Founded in 1980 and originally based at the Greene County Career Center, MVECA expanded from providing accounting and payroll services for area schools to technology services starting in the 1990s. It moved to its present location at the former Morgan Middle School in the late 1980s. Only since 2011 has MVECA begun to offer its services outside of K12 education to governmental and non-profit organizations.

As Sage explained, when schools began to face financial difficulties during the recession, MVECA expanded service offerings beyond education and focused on growth so that reduced costs could be shared among more clients.

“There was no way I felt comfortable going to schools to ask for fee increases,” Sage said. “Because our services save organizations money by distributing costs, the more clients we have, the more we can save everyone. That’s the name of the game.”

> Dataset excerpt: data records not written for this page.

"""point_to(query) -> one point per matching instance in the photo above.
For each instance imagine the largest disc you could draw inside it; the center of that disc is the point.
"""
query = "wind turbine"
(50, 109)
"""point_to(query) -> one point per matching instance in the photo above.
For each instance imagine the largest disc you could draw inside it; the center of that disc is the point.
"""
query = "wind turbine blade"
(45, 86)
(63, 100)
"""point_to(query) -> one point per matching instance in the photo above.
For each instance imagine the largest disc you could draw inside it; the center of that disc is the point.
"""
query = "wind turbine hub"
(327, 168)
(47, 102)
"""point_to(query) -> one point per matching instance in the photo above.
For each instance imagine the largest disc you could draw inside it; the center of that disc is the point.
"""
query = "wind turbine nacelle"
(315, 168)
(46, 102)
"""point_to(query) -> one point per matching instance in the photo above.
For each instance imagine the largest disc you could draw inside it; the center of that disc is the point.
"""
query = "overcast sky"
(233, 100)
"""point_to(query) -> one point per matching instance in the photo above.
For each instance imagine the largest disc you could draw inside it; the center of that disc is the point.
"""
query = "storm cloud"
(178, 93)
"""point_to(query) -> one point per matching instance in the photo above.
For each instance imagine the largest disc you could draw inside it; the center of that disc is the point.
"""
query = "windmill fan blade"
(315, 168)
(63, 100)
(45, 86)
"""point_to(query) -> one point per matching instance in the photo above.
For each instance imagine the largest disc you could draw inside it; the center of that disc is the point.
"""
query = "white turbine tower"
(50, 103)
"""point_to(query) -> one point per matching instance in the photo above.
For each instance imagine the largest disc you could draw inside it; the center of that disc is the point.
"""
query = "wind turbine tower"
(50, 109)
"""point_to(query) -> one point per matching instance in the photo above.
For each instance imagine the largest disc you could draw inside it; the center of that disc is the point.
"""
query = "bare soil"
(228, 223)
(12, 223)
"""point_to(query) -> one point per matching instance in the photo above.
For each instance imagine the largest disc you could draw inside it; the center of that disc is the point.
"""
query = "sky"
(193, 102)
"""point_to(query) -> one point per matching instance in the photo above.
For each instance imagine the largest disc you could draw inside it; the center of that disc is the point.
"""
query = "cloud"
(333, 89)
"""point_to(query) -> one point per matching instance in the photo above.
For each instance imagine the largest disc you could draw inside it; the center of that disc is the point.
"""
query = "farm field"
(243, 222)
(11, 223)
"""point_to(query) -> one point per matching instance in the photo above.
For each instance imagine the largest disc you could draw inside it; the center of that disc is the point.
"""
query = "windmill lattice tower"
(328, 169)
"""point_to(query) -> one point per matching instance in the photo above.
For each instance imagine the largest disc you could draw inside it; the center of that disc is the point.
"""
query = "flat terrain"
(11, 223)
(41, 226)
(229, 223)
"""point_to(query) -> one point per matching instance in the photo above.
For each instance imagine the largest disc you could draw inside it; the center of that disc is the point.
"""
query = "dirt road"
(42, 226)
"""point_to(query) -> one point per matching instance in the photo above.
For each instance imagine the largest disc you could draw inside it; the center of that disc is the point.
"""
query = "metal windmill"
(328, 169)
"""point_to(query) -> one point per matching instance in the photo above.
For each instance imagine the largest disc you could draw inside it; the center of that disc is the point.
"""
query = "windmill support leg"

As a result, MVECA has grown from around 12 full-time employees several years ago to 17 today, with plans to add two more in the next few weeks, Sage said.

MVECA also recently rebuilt Antioch College’s network “from the ground up,” is the new Internet service provider of local radio station WYSO-FM, and now provides Internet services to the Village for the first time. While its Internet services are typically through Time Warner or AT&T (“We fight with these companies so our clients don’t have to,” Sage said), MVECA is beginning to collaborate with more independent ISPs coming into the area and sees an opportunity for the Village to become its own ISP, with MVECA equipment and support.

Options for municipal Internet
More municipalities are stepping into the Internet services field as demand for Internet access grows exponentially and new fiber optic lines are installed across the country. Globally, Internet traffic in 2018 will be 64 times the volume of the entire global Internet in 2005, according to a June report from Cisco systems.

As for municipal WiFi, Sage looked into extending WiFi downtown after community members and the Chamber of Commerce raised concerns about limited voice and data service coverage in the village during Street Fair events, which Sage called a “public safety issue.” Extending WiFi throughout downtown could save money for local retail businesses who now purchase their own Internet services, increase pedestrian traffic and give street vendors the opportunity to access “robust” Internet services to take credit cards. A municipal WiFi network throughout town could additionally expand services for local police and other municipal employees such as wireless radio-frequency identification, Sage said.

Building new fiber optic lines across the entire village would entail addressing “construction costs that are significant,” Sage said, but are within the realm of possibility. To envision the infrastructure, Sage explained that a single fiber optic cable, made of extruded glass or plastic, is thinner than a strand of human hair, and a cable has hundreds of strands bundled together to deliver services to a wide area at the speed of light. As Sage explained, “You can pump a lot of data across a couple of strands of fiber.”

MVECA is also beginning to work with more municipal governments, and has partnered with the City of Springfield on a grant application to the Local Government Innovation Fund of the Ohio Department of Development to develop its fiber optic infrastructure. Proposals to work with Greene County and Clinton County are also on the table to connect county facilities with fiber optic infrastructure that is publicly owned, Sage added.